South Maui Learning ʻOhana celebrates founding member’s 90th birthday
Malia Johnson, EdD, South Maui Learning ʻOhana board chair and one founder of the Kīhei Charter School, recently celebrated her 90th birthday. She has been a member of the South Maui Learning ʻOhana for the past 24 years.
Johnson is the daughter of two mathematicians who thought she would follow in their footsteps. Instead, Johnson discovered nursing and went on to teach in Texas and Hawaiʻi.
She earned her master’s in Education at the University of Texas and subsequently a Doctorate in Education Foundations from the University of Hawaiʻi at Mānoa in 1987, with minors in medical anthropology and public health.
Johnson joined the South Maui Learning ʻOhana board in 1999, shortly after the organization became incorporated. The group had been meeting as an unincorporated nonprofit from late 1996.
A believer in education with smaller classes, more educational flexibility and an educational philosophy that saw value in students learning by being involved in the community, Johnson moved up to become chair of South Maui Learning ʻOhana in 2011.

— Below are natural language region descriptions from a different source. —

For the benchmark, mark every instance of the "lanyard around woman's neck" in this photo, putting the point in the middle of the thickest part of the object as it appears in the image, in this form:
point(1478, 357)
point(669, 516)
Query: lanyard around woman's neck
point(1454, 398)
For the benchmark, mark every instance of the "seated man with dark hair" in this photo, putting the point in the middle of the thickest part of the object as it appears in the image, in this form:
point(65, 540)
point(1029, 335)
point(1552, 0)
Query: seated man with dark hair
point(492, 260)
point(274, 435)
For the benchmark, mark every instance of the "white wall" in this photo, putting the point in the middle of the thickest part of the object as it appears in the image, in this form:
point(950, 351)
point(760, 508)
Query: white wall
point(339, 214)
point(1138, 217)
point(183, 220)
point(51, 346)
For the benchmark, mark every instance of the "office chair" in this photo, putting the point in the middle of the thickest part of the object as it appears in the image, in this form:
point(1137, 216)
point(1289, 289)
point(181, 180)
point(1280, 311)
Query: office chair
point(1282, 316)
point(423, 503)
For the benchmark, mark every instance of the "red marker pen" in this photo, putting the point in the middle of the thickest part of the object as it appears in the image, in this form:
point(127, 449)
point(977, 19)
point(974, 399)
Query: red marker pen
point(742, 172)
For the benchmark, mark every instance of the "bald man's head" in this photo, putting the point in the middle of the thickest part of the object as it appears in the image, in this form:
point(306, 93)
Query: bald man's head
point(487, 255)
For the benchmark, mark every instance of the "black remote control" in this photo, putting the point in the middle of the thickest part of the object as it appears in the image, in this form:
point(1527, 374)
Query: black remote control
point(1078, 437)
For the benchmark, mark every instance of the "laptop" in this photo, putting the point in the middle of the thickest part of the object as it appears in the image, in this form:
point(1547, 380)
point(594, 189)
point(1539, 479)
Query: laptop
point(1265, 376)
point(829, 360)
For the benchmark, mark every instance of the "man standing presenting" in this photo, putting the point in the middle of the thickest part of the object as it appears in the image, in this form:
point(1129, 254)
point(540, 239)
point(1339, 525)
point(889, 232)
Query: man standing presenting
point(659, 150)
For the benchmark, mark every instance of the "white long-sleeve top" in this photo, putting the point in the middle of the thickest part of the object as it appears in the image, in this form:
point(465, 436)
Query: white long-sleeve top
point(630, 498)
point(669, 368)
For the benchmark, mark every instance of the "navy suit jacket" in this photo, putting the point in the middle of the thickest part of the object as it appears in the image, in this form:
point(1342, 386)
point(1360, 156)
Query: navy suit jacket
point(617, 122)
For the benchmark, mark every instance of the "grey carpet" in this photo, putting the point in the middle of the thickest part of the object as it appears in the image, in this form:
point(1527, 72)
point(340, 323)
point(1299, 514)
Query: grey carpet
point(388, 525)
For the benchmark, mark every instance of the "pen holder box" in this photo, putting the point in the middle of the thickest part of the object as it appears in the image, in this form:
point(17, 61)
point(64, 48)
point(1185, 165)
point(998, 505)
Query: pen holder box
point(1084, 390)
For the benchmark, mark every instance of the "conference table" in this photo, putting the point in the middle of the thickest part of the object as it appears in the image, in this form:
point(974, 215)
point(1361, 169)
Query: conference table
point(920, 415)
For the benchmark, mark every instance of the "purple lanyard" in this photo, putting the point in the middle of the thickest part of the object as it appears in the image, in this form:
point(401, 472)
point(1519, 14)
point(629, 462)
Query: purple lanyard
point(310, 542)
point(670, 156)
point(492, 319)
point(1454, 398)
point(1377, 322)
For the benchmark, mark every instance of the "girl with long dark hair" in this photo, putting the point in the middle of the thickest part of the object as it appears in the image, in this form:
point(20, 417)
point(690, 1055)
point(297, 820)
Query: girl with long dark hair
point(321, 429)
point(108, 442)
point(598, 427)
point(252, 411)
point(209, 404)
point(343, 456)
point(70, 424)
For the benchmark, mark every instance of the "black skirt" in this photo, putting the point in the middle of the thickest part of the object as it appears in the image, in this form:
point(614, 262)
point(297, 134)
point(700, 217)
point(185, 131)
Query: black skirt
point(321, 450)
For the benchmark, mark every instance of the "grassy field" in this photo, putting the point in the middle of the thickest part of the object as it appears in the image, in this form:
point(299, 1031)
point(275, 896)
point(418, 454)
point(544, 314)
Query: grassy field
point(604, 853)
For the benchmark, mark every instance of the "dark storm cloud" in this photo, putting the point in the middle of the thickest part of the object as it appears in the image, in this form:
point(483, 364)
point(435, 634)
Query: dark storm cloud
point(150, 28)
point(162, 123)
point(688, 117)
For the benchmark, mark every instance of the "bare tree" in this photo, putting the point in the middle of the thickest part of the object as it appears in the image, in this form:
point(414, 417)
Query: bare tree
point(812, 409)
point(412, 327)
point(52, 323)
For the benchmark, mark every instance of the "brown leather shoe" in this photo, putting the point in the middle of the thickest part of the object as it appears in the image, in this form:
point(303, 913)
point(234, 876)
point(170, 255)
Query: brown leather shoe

Gene Zarro, CEO of South Maui Learning ʻOhana said, “Johnson has played a critical role in the organization’s mission to create a school based on the concept of experiential education- a school that views the entire community as a classroom, fostering student learning through hands-on projects and a ‘classroom without walls’ educational philosophy.”
Kīhei Charter School opened for students in July 2001, with 60 students in grades 10-12, at the Kīhei Youth Center. Today, the school has its own educational facility in Kīhei with 700 students in grades K-12.
Johnson recently began writing an autobiography.